Groundbreaking 3D images of Titanic show shipwreck like never before
While the wreckage was been widely explored since it was discovered in 1985, researchers were only able to provide snapshots of portions of the ship. The new technology, however, provides imagery of the entire wreck
May 18, 2023 7:00am
Updated: May 18, 2023 7:08am
The first full-size digital scan of the famous ship Titanic reveals the 111-year-old shipwreck as it has never been seen before and provides insights into the fateful accident of 1912.
The project provides a 3D “digital twin” of the wreckage that lies 12,500 feet (3,800 meters) on the seabed of the Atlantic. Using deep-sea mapping, the imagining provides a detailed view of the ship as if the water has been drained away.
A new view of the Titanic! New scans reveal the world's most famous wreck as never seen before. They show the wreck in its entirety - it's as if the water has been drained away… Check it out here #Titanic— Rebecca Morelle (@BBCMorelle) May 17, 2023
(Footage: @AtlanticProds/ Magellan) pic.twitter.com/1nOdfc7mWb
Experts are hoping that the new images that provide “extraordinary detail” can help shed light on the Titanic’s sinking in 1912 when more than 1, 500 people died after the ship hit an iceberg on its trip from Southampton to New York City.

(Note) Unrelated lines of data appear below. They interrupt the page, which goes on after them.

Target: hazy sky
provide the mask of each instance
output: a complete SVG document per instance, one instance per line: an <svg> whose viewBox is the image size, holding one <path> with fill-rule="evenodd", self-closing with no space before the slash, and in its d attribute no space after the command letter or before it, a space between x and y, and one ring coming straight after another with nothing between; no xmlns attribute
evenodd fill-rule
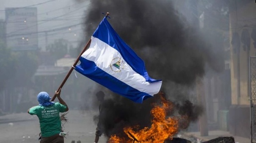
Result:
<svg viewBox="0 0 256 143"><path fill-rule="evenodd" d="M39 32L51 30L81 23L84 17L88 3L85 1L77 3L72 0L0 0L0 19L5 19L5 8L22 7L31 5L37 8L38 29ZM81 40L83 35L81 25L71 28L71 30L63 29L48 33L48 43L55 39L69 40L75 46L76 41ZM75 34L76 36L75 36ZM39 46L45 47L45 34L39 34Z"/></svg>

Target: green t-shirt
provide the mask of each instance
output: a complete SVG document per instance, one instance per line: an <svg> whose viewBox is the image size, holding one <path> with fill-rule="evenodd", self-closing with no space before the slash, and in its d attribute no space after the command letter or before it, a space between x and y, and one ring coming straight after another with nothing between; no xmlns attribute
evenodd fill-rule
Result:
<svg viewBox="0 0 256 143"><path fill-rule="evenodd" d="M33 107L29 110L29 114L37 116L42 136L48 137L61 132L60 112L65 112L66 109L66 106L57 102L47 107L39 105Z"/></svg>

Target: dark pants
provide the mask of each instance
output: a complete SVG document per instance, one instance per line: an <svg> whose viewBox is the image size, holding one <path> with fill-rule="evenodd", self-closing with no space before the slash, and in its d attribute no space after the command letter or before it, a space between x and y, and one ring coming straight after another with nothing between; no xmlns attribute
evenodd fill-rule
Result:
<svg viewBox="0 0 256 143"><path fill-rule="evenodd" d="M58 134L49 137L42 137L40 143L64 143L64 138Z"/></svg>

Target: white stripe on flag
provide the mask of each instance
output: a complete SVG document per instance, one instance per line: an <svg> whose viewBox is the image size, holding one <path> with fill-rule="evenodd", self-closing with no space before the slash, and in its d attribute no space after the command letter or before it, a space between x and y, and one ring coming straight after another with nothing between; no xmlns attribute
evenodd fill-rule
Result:
<svg viewBox="0 0 256 143"><path fill-rule="evenodd" d="M90 48L82 57L94 62L97 66L138 90L152 96L158 93L162 85L162 81L149 82L141 75L135 72L123 59L121 54L115 49L99 39L92 37ZM121 59L120 72L112 66ZM112 68L112 69L111 69Z"/></svg>

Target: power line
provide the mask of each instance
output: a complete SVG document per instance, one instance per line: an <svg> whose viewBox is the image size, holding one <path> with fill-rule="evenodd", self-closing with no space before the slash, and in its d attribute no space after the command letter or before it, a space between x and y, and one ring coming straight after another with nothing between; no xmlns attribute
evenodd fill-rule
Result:
<svg viewBox="0 0 256 143"><path fill-rule="evenodd" d="M84 7L82 7L80 8L78 8L78 9L76 9L76 10L74 10L74 11L70 11L70 12L68 12L68 13L65 13L65 14L63 14L63 15L61 15L61 16L56 16L56 17L54 17L54 18L51 18L51 19L49 19L49 20L47 20L47 21L44 21L44 22L41 22L41 23L40 23L40 24L35 24L35 25L32 25L32 26L30 26L30 27L27 27L27 28L24 28L24 29L19 29L19 30L17 30L17 31L14 31L14 32L11 32L11 33L8 33L8 34L12 34L12 33L16 33L16 32L19 32L19 31L22 31L22 30L24 30L27 29L28 29L30 28L31 27L34 27L34 26L37 26L39 25L41 25L41 24L43 24L43 23L44 23L47 22L48 22L48 21L51 21L51 20L52 20L55 19L57 19L57 18L60 18L60 17L63 17L63 16L66 16L66 15L67 14L70 14L70 13L73 13L73 12L75 12L75 11L78 11L78 10L80 10L80 9L82 9L82 8L84 8ZM7 36L7 37L8 37L8 36Z"/></svg>
<svg viewBox="0 0 256 143"><path fill-rule="evenodd" d="M10 9L6 9L4 10L0 10L0 12L5 12L6 11L13 11L13 10L16 10L17 9L20 9L20 8L29 8L29 7L30 7L32 6L36 6L36 5L42 5L46 3L50 3L50 2L52 2L54 1L56 1L57 0L49 0L46 2L44 2L43 3L38 3L38 4L34 4L34 5L28 5L28 6L24 6L23 7L19 7L19 8L10 8Z"/></svg>
<svg viewBox="0 0 256 143"><path fill-rule="evenodd" d="M39 34L39 33L41 33L56 32L56 31L58 31L62 30L63 29L66 29L72 27L77 26L77 25L80 25L83 24L83 23L80 23L76 24L74 24L72 25L70 25L70 26L66 26L63 27L60 27L60 28L56 28L55 29L52 29L49 30L45 30L45 31L42 31L37 32L26 33L25 34L13 34L13 35L9 35L9 36L6 36L6 37L12 37L17 36L28 35L30 35L30 34Z"/></svg>

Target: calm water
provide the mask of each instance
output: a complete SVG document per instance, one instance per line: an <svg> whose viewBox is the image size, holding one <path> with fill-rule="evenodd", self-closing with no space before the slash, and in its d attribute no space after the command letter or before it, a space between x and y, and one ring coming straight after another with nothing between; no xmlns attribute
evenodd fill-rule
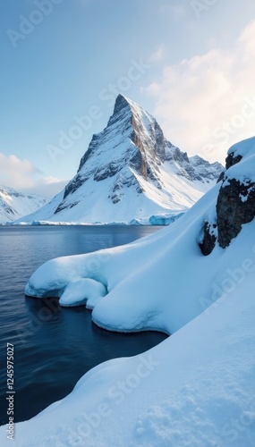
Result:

"There are still questions, basic questions, that need to be answered about the ship," said Parks Stephenson, a Titanic analyst, adding that the model was "one of the first major steps to driving the Titanic story towards evidence-based research - and not speculation."
While the wreckage was been widely explored since it was discovered in 1985, researchers were only able to provide snapshots of portions of the ship. The new technology, however, provides imagery of the entire wreck.
The scan was carried out over six weeks in the summer of 2022 by Magellan Ltd, a deep-sea mapping company, and Atlantic Productions, which is filming the project for a documentary. To map the wreckage, which lies in two parts, two remote-controlled submersibles, named Romeo and Juliet, spent more than 200 hours surveying the entire ship. The remote-controlled machines took more than 700,000 images, which were used to recreate the Titanic in 3D.
"The depth of it, almost 4,000m, represents a challenge, and you have currents at the site, too - and we're not allowed to touch anything so as not to damage the wreck," said Gerhard Seiffert, who led the expedition.
"And the other challenge is that you have to map every square centimeter - even uninteresting parts, like on the debris field you have to map mud, but you need this to fill in between all these interesting objects."